If you could spy into this home, you hear mom’s constant scolding about how her daughter washes her face, puts on a blouse that does not match and talks too loudly during breakfast. She even criticizes the quality of the child’s kiss as she leaves for school. “Is that any way to give your mother a kiss?” Her daughter, still trying to measure up, comes back and tries again. “I’m sorry, Mom. I love you.” I know you do,” answers Mom. “I love you too. Now hold your shoulders back when you walk. People will think you don’t have any pride!” She humiliates her daughter in front of her friends with reprimands: “Now look at your friends when they talk to you. You’ll never have any friends if you act like that!”
I once heard her yell out the front door to her daughter who was playing with her friends: “Your computer disks are all over the floor! Those disks are expensive! Maybe if you had to pay for them you’d be a little more careful!” She then marched the humiliated child into the house. Mom describes this approach as guidance. But professionals have different terms for it—attacking, nagging, humiliation, fault-finding, ridicule, rejection, and criticism. Regardless of the terms used to describe this style of parenting, the results are the same. They are deadly. They don’t show up for years. Over time, these children become less and less confident. Their spirits slowly erode away. They even become their own best critics.
I have a friend who grew up this way. He has never found true happiness. He avoids trying things that appeal to him because he fears failure. Even though the person who severely criticized him in his youth is no longer alive, the voices are still in his mind. “It’s no longer my dad who does the criticizing,” he says. “I’ve taken over the job myself. I constantly remind myself of my inadequacies. I spend much more time paying attention to what I do wrong than what I do right. I just hate it! “But each year the problem gets worse. The more I recognize my faults, the more I have to be unhappy about.”
This man has another regret: “The sad part is that I find myself criticizing my own children the same way my dad ragged on me. The more unhappy I am, the more I try to correct my children so they don’t grow up to be like me. It’s become a vicious circle.”

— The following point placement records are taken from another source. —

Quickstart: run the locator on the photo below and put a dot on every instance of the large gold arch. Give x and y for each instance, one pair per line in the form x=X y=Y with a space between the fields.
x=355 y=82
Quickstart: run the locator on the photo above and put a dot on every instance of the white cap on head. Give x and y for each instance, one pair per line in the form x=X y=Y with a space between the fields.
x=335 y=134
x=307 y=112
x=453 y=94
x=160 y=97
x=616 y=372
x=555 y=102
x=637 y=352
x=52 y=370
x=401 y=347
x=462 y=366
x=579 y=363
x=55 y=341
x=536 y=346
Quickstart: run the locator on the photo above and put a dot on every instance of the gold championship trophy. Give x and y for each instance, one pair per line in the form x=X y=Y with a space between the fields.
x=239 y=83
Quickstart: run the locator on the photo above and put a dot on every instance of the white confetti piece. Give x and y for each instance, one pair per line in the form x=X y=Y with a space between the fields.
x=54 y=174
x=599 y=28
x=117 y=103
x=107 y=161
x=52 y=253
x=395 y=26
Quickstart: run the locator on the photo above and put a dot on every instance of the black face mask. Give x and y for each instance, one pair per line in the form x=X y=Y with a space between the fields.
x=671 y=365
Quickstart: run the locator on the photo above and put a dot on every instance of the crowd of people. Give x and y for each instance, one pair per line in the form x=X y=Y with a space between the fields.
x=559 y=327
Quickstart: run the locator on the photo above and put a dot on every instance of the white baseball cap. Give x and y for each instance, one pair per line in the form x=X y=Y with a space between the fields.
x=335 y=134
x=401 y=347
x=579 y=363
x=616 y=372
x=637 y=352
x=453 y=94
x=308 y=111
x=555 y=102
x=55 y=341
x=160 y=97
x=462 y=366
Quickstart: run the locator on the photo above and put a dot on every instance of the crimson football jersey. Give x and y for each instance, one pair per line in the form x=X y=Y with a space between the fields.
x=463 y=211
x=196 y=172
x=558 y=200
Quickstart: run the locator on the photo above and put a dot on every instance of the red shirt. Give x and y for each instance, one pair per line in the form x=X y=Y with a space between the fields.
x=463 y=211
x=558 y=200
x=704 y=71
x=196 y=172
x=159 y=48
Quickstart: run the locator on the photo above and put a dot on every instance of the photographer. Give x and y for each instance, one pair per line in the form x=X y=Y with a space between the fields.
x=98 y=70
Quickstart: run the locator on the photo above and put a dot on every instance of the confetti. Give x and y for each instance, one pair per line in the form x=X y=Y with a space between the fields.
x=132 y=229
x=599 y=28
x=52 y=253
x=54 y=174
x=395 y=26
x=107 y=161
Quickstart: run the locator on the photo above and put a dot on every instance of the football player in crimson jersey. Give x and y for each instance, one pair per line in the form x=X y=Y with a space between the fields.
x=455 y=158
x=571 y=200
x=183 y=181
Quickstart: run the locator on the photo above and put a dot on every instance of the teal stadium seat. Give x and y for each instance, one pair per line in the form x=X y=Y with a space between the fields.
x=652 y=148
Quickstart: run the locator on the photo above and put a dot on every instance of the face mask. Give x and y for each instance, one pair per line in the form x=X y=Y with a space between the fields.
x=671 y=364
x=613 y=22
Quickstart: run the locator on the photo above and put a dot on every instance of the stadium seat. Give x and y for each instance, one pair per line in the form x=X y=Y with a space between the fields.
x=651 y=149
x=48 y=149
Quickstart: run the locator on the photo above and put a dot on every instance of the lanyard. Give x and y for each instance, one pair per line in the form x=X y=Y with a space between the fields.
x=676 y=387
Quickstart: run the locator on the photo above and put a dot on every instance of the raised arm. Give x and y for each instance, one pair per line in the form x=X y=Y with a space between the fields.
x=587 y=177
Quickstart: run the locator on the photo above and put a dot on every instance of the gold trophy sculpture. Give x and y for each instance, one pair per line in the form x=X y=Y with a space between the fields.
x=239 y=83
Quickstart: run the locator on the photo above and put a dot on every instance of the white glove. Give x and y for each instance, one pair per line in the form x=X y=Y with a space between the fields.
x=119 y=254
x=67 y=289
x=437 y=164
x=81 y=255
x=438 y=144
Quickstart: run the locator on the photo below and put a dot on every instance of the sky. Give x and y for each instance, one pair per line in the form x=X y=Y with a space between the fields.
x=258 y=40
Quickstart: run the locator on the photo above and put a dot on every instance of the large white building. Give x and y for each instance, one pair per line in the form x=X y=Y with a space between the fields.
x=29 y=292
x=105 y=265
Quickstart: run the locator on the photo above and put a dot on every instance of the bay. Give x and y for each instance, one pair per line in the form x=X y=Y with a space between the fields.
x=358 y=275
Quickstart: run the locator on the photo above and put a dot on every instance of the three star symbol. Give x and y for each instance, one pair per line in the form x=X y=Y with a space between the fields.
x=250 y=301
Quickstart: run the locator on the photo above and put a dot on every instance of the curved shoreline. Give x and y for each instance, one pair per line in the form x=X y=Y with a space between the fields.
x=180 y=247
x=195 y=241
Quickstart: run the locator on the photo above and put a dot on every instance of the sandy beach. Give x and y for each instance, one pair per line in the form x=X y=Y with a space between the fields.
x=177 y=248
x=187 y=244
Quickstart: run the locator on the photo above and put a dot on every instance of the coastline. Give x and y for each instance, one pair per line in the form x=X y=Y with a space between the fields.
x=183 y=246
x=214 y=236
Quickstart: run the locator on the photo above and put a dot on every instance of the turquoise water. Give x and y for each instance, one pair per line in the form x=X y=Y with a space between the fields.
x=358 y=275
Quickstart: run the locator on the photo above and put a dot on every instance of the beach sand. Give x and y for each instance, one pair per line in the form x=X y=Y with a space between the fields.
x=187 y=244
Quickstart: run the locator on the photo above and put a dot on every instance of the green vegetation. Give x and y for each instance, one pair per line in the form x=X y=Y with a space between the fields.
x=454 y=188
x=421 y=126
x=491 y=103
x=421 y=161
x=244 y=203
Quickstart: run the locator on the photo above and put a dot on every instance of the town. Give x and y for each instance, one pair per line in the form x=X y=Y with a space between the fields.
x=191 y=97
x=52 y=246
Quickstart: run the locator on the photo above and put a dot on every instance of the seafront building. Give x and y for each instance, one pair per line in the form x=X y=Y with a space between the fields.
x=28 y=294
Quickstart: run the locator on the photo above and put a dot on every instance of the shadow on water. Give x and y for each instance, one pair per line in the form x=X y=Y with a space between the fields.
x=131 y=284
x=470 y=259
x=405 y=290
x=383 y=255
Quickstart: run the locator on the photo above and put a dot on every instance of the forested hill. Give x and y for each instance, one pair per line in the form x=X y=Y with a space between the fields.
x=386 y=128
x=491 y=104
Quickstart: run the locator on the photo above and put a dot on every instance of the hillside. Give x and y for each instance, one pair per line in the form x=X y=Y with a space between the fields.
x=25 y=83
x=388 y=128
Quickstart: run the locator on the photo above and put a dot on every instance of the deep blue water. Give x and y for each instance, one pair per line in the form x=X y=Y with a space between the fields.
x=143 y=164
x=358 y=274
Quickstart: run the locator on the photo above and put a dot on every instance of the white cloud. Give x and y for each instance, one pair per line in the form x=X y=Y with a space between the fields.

Do yourself a favor. Do your children a favor. Remember that youngsters don’t learn by being corrected. They learn through modeling and example. Try to see your children as children, not small adults. They learn by making mistakes when we allow them to experience the consequences of those mistakes. Show empathy, not anger, as your children live with these consequences. Bite your tongue when you want to tell them what they did wrong. They can figure that out for themselves. Bite your tongue when you have impatient words that indicate your child does not measure up. Instead, focus on what your children do well. Call these things to their attention ten times as often as you about what they don’t do well.
You will be rewarded with children who treat you well, notice your strengths instead of your faults, and who grow up to be happier adults who have broken the criticism cycle.